MOUSTAPHA:  — and you can go to elections.

And you believe we go and kill him?

GORANI:  Yes.

MOUSTAPHA:  Just to target…

GORANI:  So you’re saying this young man was not killed by security…

MOUSTAPHA:  No.  This man was killed…

GORANI:  — forces (INAUDIBLE)?

MOUSTAPHA:  This man was killed by groups that want to further tarnish the image of the Syrian government because they believe this is their historically unprecedented opportunity, hmmm, to attack the Syrian government and topple it, for reasons that are well known to almost everybody.

GORANI:  So you’re saying there are no instances in Syria over the last six months…

MOUSTAPHA:  What…

GORANI:  — where activists or demo — democracy protesters have been killed by security forces?

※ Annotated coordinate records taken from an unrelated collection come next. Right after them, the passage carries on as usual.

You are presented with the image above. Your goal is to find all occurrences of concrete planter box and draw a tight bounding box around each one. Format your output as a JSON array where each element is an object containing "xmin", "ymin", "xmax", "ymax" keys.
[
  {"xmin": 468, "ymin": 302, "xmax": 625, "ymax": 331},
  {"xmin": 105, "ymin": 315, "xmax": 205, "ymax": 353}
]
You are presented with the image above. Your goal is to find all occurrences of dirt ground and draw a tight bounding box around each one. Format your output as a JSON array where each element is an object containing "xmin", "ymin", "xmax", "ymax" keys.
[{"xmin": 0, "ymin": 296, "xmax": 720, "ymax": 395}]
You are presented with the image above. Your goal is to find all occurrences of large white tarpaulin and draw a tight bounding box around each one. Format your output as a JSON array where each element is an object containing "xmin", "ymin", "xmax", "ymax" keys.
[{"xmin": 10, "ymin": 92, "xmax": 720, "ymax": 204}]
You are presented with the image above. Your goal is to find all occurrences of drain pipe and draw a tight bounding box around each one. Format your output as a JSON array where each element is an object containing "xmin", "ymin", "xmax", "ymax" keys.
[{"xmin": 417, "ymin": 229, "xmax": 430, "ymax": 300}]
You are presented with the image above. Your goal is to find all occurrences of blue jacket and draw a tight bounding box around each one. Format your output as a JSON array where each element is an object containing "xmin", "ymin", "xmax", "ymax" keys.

MOUSTAPHA:  What I am saying is Syria has appointed a judicial commission.  And they are — they are publicized across Syria.  Every single family, every single person that has a…

GORANI:  Yes.

MOUSTAPHA:  — a complaint or that has been mistreated or that has lost a dear one should go there.  And there is a commitment from President Assad that they — these incidents will be fully investigated.

However, the question to you is…

GORANI:  So you’re saying…

MOUSTAPHA:  — who will…

GORANI:  — yes or no to…

MOUSTAPHA:  — who will hold accountable…

GORANI:  — that question?

MOUSTAPHA:  — those criminals who are committing atrocities…

GORANI:  Yes.

MOUSTAPHA:  — across Syria, including killing children and — and women.

GORANI:  But are you saying yes or no to the question, have security forces killed demonstrators and activists in the streets…

MOUSTAPHA:  What I am saying…

GORANI:  — in the last few months.

MOUSTAPHA:  — what I am saying is very clear.  The — the government of Syria does not approve of this.  And we, everyone who has — who has wrongfully committed a crime will be held accountable.  The challenge is not those guys, because those guys can be brought to court.

The challenge is how an we address those fanatic Islamic groups, the same groups that are — are — are bragging about September 11th and are calling the Mujahideen of the Islamic world to come to Syria.